Usually high frequency filtered Bouguer gravity anomaly data is used for Moho depth estimation from gravity inversion. As mentioned earlier, the extraction of the most relevant gravity anomaly that reflects main Moho deflections is complex since the harmonics of the short wavelength features could be mixed with that of long wavelength features. To overcome this difficulty, various filtering techniques are used. Spectral methods are used to filter short and long wavelength effects of gravity that stem from intracrustal/ superficial inhomogeneities and deep seated sources (Sjöberg, 2009). However, to decide which wavelengths should be filtered out or which range of wavelengths should be used is very difficult and complex. It usually depends on the target depth, spectrum analysis of the gravity anomaly, and other geophysical or geological information.
Gravity data filtering and spectral analysis
Usually, the shallow gravity effects are due to intracrustal and superficial inhomogeneities (Bagherbandi et al., 2013). Although spectral window method (Spector and Grant, 1970) removes short wavelength effects of gravity data, some shallow features such as the sedimentary cover are broadband. This demonstrates that the effects of these shallow features cannot be removed completely by spectral filtering (Corchete et al., 2010). Therefore, the gravity effect of sedimentary layer should be removed first from Bouguer anomalies before starting spectral analysis (Sjöberg, 2009), otherwise the spectrum of features at shallow depths could overlap spectrum of deep features (as Moho undulations).
To obtain the gravity anomalies associated with the lithosphere structure, the gravity effect of features deeper than lithosphere and non-isostatic effects must be subtracted. The main long wavelength gravity effects are coming from density variation of Earth’s mantle and core/ mantle structure variations (Martinec, 1994). These deep mass anomalies and other various long wavelength gravity effects can be categorized as nonisostatic effects which correspond to the influence of different geophysical mechanisms such as crustal thickening/ thinning due to thermal expansion of mass of the mantle, mantle convection, plate movements and flexure (Watts, 2001). Generally, if the topography contains features longer than ~500 km, it may contain a component of the surface expression of mantle convection (Crosby, 2007). However, a proper analysis is needed since the depth of these source structures is location dependent. These deep gravity effects are estimated from the spectral depth of the gravity signal using the degree based on Bruns’ formula (Bagherbandi and Sjöberg, 2012a).
Numerical study
Numerical studies were carried out in a test region of USA, bounded by latitudes 30–43 N and longitudes 128–112W, where reasonably accurate seismic Moho depths were available for validation of the results. The Parker- Oldenburg algorithms were used for the computations (Prasanna et al, 2012).

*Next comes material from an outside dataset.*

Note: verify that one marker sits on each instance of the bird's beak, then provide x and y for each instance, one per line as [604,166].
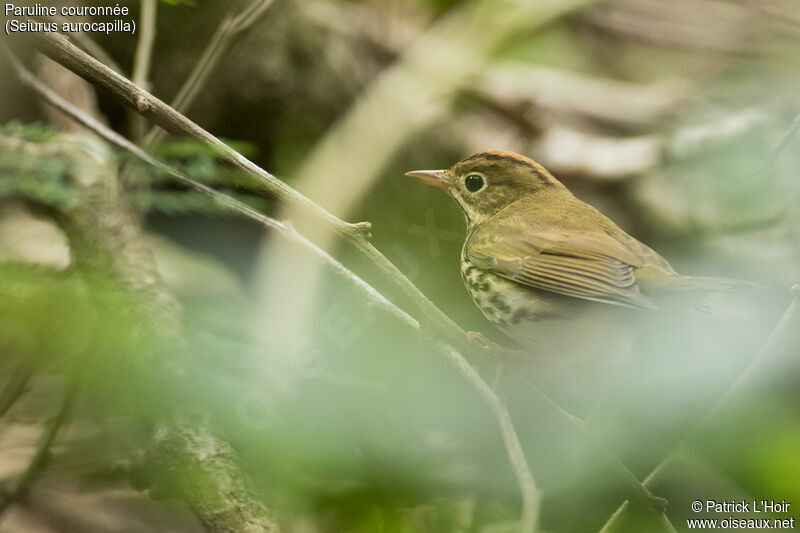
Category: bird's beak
[431,177]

A dataset of 1193 seismic Moho depths, which were compiled from numerous seismic observations and datasets of this area (Tape et al., 2012), was used for comparison of the results. According to this data, the average Moho of this area is about 26 km with minimum 6 km and maximum 53 km. The large variation of the Moho is the result of the transition from oceanic crust to continental crust. The average uncertainty of this published Moho was 2.3 km.
The gravity effect of sedimentary layer was removed based on CRUST2.0 model. For long wavelength correction, it was assumed that the mean crustal thickness would be less than 40 km (According to CRUST2.0 and the seismic data, the mean Moho depth of the area is 23 km and 26 km respectively). Therefore, the spectral depth up to 40 km, were excluded, based on spectral depth estimation, as being caused by non-isostatic effects. The remaining Bouguer anomalies were used for spectral analysis to find the appropriate frequency range related to Moho deflection. From spectral analysis we found that the wavelength range 157–95 km was most accountable for mean CRUST2.0 Moho depth.

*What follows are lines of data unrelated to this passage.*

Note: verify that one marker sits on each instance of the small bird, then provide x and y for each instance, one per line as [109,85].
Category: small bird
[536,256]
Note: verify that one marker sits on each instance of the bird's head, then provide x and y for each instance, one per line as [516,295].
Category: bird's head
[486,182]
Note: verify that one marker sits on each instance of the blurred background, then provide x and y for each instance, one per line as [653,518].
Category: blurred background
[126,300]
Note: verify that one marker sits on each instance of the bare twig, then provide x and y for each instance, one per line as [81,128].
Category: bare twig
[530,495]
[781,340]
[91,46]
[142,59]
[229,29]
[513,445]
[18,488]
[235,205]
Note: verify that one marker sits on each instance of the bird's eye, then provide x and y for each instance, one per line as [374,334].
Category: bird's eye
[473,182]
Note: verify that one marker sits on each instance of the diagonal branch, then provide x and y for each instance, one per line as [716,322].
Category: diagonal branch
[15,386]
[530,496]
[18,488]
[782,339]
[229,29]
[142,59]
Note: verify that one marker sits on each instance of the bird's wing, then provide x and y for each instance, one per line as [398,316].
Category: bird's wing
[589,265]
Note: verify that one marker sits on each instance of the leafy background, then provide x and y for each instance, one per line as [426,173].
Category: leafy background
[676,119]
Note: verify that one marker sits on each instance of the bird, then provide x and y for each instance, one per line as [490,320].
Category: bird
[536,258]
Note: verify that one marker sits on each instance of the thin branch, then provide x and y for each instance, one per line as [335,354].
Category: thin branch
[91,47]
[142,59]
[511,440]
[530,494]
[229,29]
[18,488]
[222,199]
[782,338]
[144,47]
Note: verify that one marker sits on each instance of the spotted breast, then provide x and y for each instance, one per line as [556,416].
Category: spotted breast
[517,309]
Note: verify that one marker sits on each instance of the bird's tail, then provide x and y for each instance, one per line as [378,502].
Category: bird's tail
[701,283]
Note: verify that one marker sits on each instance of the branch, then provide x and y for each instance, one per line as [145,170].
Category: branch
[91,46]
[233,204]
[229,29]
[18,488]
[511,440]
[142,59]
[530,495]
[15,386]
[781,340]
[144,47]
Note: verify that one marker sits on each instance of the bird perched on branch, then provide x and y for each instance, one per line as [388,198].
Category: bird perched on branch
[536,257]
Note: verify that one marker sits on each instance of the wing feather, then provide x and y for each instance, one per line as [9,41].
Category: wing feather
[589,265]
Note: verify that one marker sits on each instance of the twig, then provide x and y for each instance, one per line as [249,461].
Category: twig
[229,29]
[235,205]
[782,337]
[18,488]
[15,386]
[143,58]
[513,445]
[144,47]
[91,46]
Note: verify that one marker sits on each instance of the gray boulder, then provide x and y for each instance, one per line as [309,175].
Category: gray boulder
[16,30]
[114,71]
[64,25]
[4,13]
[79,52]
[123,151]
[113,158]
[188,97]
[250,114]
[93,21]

Finally, the high cut-off filter was used with the selected frequency range to determine the Moho surface (Figure 3) following the inversion process.
To validate the results of the test area, a part of the dataset (337 points) located well within the test area was selected from the available seismic database. Additional comparisons were made using CRUST2.0 and GEMMA global Moho depths. Figure 4 and Table 1 show the statistics of the comparison.
The comparison was carried out at three levels. First, the gravity Moho depths are compared with seismic Moho depths. This will give the actual deviation of the gravity Moho surface. Secondly, the difference with CRUST2.0 Moho will show how consistent the gravity Moho surface is with the best global seismic Moho model available so far. Finally, we will test our computed gravity Moho against a global gravity Moho model (GEMMA) compiled from different techniques.
Generally, our computed Moho depths are well-consistent with the seismic Moho depths (correlation coefficient is around 0.8). From Table 1, we could notice that all three different Moho depths have a similar standard deviation range (4–5 km standard deviation of the difference). However, the mean difference between our computed gravity Moho and the actual seismic Moho is significantly lower than that of GEMMA Moho. The possible reason of having a large bias in GEMMA Moho (8.2 km) would be that the density contrast of Moho interface used in GEMMA project is significantly different from the seismic Moho interface. The bias of our computed gravity Moho (2.2 km) could be due to using the mean value of density contrast (0.4 g/cm3). However, this bias may be acceptable since the average uncertainty of seismic Moho is 2.3 km (Tape et al., 2012). CRUST2.0 Moho is almost consistent with observed seismic Moho. This is expected, because the most of seismic points in this area are included in CRUST2.0 model. Finally, we could say that our computed Moho obtained is more or less the same quality (our model is slightly better) as Global Moho models, and most importantly our Model is better in terms of the resolution (5 arc min).
Conclusion
Moho depths were computed using an interactive way of gravity inversion method constrained with seismic information (CRUST2.0 data). The result of the test area demonstrated that it has better consistency with seismic Moho depths than global Moho depths in terms of resolution and accuracy, suggesting that this method is suitable for high resolution local Moho depth determination, especially for areas without adequate seismic data.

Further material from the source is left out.